His single dumbbell full-body workout involves the following movements:
- Single Arm Squat to Press (both sides): Stand with your feet slightly wider than shoulder-width apart and hold the dummbell in one hand using an underhand grip. Begin by holding it at your shoulder, as if you were at the top of a bicep curl. Squat down, ensuring your push your knees out and your core braced. Make sure you keep looking in front of you throughout the duration of the movement. Once you’ve reached the bottom of your squat, return to a standing position. As you do so, push your arm up to raise the dumbbell above your head. As you do this, rotate your wrist so that you end with the dumbbell in the air in an overhand grip.
- Pullover Toe Touch: This one is a serious core burner. If you’ve performed a hollow hold before, this is an extension of that exercise. Lie down on your back with just your bum and lower back touching the ground. With your arms stretched out above your head, hold your single dumbbell at the ends with both hands. Next, bracing your core, you want to perform a V-sit style movement. Bring your legs up in the air (keeping them straight) and bring the dumbbell over your head and raise your upper body enough so that you can stretch to reach your shin with the dumbbell. It will help to exhale as you perform this part of the movement, and inhale when you return to the starting position.
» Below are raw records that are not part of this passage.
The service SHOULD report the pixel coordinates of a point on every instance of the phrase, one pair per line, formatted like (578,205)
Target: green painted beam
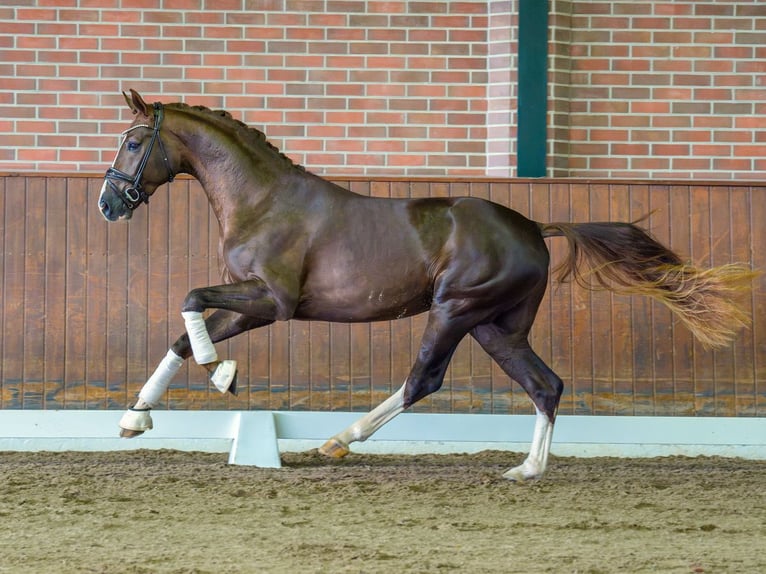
(532,88)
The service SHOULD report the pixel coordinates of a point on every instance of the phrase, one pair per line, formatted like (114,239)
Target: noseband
(133,194)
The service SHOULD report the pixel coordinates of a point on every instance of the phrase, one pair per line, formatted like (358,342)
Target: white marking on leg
(362,429)
(202,345)
(537,460)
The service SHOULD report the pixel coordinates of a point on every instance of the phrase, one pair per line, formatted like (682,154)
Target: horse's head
(141,165)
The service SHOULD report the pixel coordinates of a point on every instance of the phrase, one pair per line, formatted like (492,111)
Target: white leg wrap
(362,429)
(136,420)
(536,462)
(202,345)
(224,375)
(158,383)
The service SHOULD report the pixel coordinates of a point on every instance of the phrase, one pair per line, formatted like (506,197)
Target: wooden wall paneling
(3,294)
(702,247)
(34,293)
(561,300)
(76,291)
(601,302)
(13,293)
(622,325)
(340,367)
(757,210)
(721,245)
(743,349)
(681,231)
(97,305)
(119,390)
(582,320)
(137,300)
(319,360)
(96,291)
(642,323)
(661,320)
- Push Up to Row, Alternate: Get yourself into a push-up position with the dumbbell in one hand. Perform a dumbbell row whilst in this push-up position; bring the dumbbell towards your hip to engage your lats. Once you have returned the dumbbell to the floor, perform a push-up. Next, roll the dumbbell over to your other hand and complete the same two exercises again.
- Single Sided Press with Toe Touch: An upper body blaster, lie down on the floor and bend one knee. With your other leg, raise it into the air as high as you can. Hold the dumbbell with an overhand grip in the hand opposite to the leg that is in the air, with your elbow bent at 90-degrees as if you were going to perform a floor press. Perform a floor press (pushing the dumbbell into the air) but as you do so, raise your upper body so you get the dumbbell to reach your foot that is in the air.
- Waiter’s Curl: Time to build those biceps. Kneel on the ground and hold the dumbbell using both hands. But, rather than grip it, just have them open and held under one end as this will help to better engage your arm muscles. Simply curl the dumbbell up to your chest for the required number of reps.
As to which weight of dumbbell you should use, it can be entirely down to you. Obviously, you don’t want to go so heavy that you can’t complete all reps for all sets, but you also want a weight that will challenge you. You may find you can change the weight depending on which exercise you’re performing.
As we’ve discussed before, using fitness trainer Paul Sklar as an example, using lighter weights can be just as effective as using heavy weights. He explains his reason for going lighter is that it can help improve the mind-muscle connection.
“Make the most out of any exercise you do, because each one may work a lot more than you think they do. When I use a weight like this, I take all sets to failure, understanding what failure is,” he said of his 3-movement dumbbell workout.
While, in the case of André’s single dumbbell workout, he has specified a required number of reps and sets, as opposed to training to failure, there is still much to be said of going lighter on the weight.